Zhuanpeng Chen scite author profile

Long noncoding RNAs (lncRNAs) are implicated in human cancer, but their mechanisms of action are largely unknown. In this study, we investigated lncRNA alterations that contribute to colorectal cancer (CRC) through microarray expression profiling in CRC patient samples. Here, we report that the CRC-associated lncRNA PVT1-214 is a key regulator of CRC development and progression; patients with high PVT1-214 expression had a shorter survival and poorer prognosis. In vitro and in vivo investigation of the role of PVT1-214 revealed a complex integrated phenotype affecting cell growth, stem-like properties, migration, and invasion.

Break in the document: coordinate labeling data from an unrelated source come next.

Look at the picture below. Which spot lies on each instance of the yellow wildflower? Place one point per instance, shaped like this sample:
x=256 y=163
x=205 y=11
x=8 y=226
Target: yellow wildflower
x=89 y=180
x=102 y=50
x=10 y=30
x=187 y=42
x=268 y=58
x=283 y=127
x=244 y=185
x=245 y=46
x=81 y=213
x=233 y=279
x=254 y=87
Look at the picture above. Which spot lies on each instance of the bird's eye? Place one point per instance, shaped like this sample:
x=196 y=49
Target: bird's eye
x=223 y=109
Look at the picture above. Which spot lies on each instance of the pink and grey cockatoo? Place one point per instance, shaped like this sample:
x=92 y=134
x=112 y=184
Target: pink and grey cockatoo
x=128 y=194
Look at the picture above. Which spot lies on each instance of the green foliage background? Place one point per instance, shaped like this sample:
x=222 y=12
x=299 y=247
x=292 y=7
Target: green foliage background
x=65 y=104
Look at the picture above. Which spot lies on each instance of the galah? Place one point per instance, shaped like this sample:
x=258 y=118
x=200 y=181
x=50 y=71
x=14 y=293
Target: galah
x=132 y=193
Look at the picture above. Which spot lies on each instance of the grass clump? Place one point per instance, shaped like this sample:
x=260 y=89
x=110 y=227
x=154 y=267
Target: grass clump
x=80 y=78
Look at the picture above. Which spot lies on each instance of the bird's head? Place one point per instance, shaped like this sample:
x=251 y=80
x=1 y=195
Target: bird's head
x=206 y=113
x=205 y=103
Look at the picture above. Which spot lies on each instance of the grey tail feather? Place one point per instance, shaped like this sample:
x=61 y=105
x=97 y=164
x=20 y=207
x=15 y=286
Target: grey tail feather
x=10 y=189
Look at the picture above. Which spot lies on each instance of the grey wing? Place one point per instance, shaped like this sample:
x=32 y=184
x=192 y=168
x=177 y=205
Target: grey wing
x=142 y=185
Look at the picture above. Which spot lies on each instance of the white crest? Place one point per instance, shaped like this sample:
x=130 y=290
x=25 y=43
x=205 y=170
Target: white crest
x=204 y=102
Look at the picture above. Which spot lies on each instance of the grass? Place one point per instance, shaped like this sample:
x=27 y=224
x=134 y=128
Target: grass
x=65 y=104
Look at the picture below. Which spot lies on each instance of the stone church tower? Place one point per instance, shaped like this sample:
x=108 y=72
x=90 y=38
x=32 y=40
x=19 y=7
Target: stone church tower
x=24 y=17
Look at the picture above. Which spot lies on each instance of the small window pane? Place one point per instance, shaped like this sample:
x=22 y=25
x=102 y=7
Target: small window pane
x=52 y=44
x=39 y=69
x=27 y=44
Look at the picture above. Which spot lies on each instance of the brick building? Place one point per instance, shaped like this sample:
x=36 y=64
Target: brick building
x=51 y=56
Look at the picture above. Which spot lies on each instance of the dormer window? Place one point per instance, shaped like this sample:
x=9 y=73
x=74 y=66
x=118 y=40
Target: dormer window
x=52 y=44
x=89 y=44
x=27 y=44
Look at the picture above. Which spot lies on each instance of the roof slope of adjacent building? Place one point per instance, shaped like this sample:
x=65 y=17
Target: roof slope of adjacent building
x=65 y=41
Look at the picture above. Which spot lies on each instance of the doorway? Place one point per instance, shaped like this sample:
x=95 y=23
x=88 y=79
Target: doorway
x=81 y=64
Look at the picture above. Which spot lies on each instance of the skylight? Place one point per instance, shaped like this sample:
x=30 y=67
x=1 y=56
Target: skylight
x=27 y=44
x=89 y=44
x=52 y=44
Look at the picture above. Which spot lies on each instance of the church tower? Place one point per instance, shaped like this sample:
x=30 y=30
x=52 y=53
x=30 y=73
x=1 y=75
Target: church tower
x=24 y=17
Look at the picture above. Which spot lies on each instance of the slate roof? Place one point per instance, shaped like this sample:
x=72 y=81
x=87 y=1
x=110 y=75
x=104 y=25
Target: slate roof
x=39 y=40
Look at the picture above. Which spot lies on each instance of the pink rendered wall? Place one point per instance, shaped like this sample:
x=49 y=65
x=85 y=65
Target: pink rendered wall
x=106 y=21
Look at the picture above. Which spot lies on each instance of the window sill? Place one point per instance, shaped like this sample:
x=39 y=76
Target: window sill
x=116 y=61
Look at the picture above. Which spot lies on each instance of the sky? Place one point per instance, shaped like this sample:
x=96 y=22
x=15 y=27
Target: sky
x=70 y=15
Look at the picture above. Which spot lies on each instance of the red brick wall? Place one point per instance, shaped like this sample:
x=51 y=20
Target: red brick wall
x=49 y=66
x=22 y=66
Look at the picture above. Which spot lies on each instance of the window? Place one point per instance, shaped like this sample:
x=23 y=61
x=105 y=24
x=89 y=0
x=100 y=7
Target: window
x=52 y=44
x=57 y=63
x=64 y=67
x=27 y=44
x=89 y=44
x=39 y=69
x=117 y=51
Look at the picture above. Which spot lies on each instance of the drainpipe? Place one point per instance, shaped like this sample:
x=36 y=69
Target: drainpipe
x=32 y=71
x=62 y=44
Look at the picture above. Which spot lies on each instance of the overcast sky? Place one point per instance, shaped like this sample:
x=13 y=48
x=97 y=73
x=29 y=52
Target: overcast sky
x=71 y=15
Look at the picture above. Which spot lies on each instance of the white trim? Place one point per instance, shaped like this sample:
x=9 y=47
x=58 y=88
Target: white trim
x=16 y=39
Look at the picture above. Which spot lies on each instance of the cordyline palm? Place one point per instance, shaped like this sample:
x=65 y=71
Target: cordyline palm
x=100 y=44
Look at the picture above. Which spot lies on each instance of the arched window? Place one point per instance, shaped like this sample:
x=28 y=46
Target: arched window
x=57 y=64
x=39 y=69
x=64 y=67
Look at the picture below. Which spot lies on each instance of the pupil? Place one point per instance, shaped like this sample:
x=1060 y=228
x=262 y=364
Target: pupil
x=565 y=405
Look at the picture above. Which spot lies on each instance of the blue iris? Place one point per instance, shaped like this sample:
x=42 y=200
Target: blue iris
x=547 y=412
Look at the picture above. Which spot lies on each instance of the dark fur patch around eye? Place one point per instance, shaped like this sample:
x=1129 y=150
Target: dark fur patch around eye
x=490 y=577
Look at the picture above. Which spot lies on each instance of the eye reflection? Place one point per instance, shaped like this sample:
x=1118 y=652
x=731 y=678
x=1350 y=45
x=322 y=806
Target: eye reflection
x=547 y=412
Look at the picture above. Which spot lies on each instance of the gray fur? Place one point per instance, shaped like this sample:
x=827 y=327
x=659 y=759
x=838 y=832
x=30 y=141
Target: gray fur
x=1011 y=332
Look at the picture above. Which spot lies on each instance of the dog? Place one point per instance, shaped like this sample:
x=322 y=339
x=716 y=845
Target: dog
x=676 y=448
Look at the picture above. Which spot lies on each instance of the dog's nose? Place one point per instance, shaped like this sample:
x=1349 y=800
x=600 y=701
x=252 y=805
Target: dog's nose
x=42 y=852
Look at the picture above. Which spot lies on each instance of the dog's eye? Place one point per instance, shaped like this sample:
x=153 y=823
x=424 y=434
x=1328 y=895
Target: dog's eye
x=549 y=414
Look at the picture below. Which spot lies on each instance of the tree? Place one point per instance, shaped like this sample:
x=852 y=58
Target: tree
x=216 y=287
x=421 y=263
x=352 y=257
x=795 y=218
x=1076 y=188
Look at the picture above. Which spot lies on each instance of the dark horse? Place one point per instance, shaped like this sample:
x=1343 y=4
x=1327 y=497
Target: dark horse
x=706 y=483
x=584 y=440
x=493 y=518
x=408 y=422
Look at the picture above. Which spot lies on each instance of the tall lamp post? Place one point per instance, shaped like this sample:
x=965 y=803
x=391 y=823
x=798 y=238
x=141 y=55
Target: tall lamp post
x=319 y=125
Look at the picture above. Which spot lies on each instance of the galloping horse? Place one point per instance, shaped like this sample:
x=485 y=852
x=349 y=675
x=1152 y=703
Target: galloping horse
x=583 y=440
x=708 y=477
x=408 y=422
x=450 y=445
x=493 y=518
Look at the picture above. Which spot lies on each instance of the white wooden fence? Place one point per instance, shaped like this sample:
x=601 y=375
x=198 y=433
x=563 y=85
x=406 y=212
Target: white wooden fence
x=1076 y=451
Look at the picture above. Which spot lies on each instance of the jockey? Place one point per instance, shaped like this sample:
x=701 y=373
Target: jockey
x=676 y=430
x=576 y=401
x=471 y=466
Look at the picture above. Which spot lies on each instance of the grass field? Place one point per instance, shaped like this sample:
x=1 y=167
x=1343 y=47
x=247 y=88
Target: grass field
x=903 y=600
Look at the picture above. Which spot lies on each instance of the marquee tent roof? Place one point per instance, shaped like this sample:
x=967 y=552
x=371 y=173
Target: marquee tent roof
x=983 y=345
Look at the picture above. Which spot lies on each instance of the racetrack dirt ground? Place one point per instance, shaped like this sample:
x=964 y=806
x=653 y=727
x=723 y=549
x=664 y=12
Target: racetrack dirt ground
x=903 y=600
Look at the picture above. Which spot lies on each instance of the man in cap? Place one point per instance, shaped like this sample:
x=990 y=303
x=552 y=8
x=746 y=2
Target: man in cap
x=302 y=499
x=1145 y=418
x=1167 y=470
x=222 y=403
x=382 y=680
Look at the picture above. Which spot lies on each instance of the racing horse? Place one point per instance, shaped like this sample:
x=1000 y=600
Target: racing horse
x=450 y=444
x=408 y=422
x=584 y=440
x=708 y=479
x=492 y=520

Furthermore, using RNA pull-down and mass spectrometry, we found that Lin28 (also known as Lin28A), a highly conserved RNA-binding protein, is associated with PVT1-214. Strikingly, we found that PVT1-214 not only upregulated Lin28 protein expression in CRC cells by stabilizing Lin28, but also participated in crosstalk with Lin28 mRNA through competition for miR-128 binding, imposing an additional level of post-transcriptional regulation. In addition, we further show that PVT1-214 repressed expression of let-7 family miRNAs, which was abrogated by Lin28 knockdown. Taken together, our findings support a model in which the PVT1-214/Lin28/let-7 axis serves as a critical regulator of CRC pathogenesis, which may simulate a new direction for CRC therapeutic development.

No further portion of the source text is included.